[R] Bus stop sequence matching problem
Adam Lawrence
alaw005 at gmail.com
Mon Sep 1 02:07:06 CEST 2014
Thank you for the help everyone, it has been a very helpful but steep
learning curve for me. I have ended up doing a loop as suggested by David
as I could understand this a bit better and seems can apply more generally.
I have set out my solution below in case that helps anyone.

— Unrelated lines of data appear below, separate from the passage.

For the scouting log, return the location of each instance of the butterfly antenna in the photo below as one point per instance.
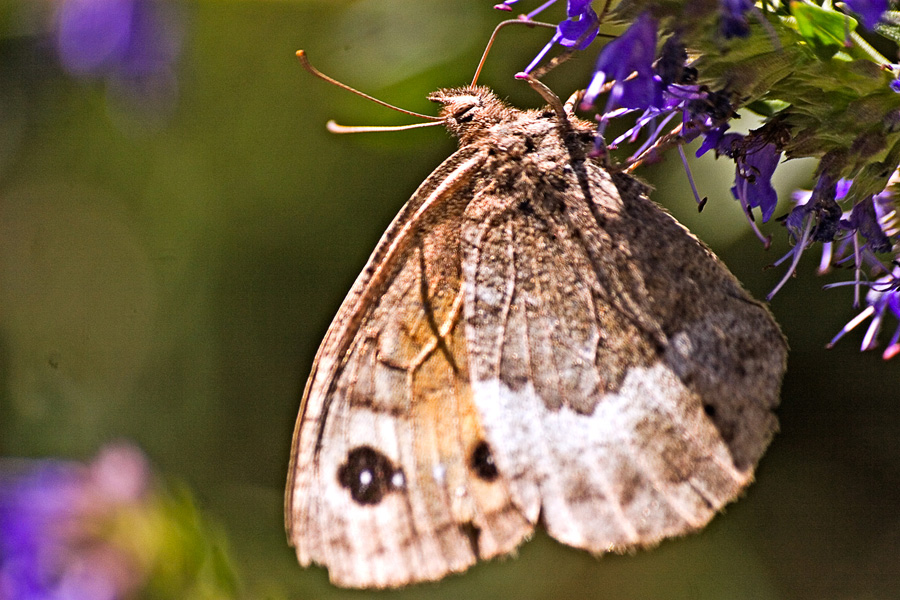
(547, 94)
(523, 20)
(335, 128)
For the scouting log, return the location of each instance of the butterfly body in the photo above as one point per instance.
(532, 339)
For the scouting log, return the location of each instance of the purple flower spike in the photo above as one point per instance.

I am interested though if the loop can be vectorized, as from my reading
this is the preferred (faster) R approach but I can't get my head around
how it works.
Regards
Adam
#
# I could either 1) loop through stops and check onoff, or 2) loop through
onoff and check stops.
#
# I chose option 2 because the first option might miss data if a stop
occurs more than once in the sequence and the
# first occurance of stop_onoff does not relate to the first occurance (e.g
for stop_sequence A,B,C,D,B,A if stop_onoff
# records are B, A then on first iteration option 1 will link the first
stop_sequence A to stop_onoff A and subsequent
# iterations will ignore stop_onoff B because occurs before A).
#
bus_load_profile <- function(stop_onoff, stop_sequence) {
# Add additional columns to stop_sequence to hold matched on/off/load data
stop_sequence <- cbind(stop_sequence, on=0, off=0, load=0)
# Start stop_sequence index at 1 (i.e. over all records)
idx_stop_sequence <- 1
# Loop through stop_onoff records and assign to stop_sequence
for (idx_stop_onoff in 1:nrow(stop_onoff)) {
# Get stop_onoff ref
ref_onoff <- as.character(stop_onoff$ref[idx_stop_onoff])
# Get candidate refs from stop_sequence (i.e only those occuring after
any previous matches)
ref_sequence_canidates <-
as.character(stop_sequence$ref[idx_stop_sequence:nrow(stop_sequence)])
# Match the first occurance on ref_onoff in ref_sequence_canidates
match_stop_sequence <- which(ref_onoff == ref_sequence_canidates)[1]
# Update stop_sequence index to match current record
idx_stop_sequence <- idx_stop_sequence + match_stop_sequence
# Add stop_onoff data to the stop_sequence ()
stop_sequence$on[idx_stop_sequence - 1] <- stop_onoff$on[idx_stop_onoff]
stop_sequence$off[idx_stop_sequence - 1] <-
stop_onoff$off[idx_stop_onoff]
}
# Generate load profile
stop_sequence$load <- cumsum(stop_sequence$on - stop_sequence$off)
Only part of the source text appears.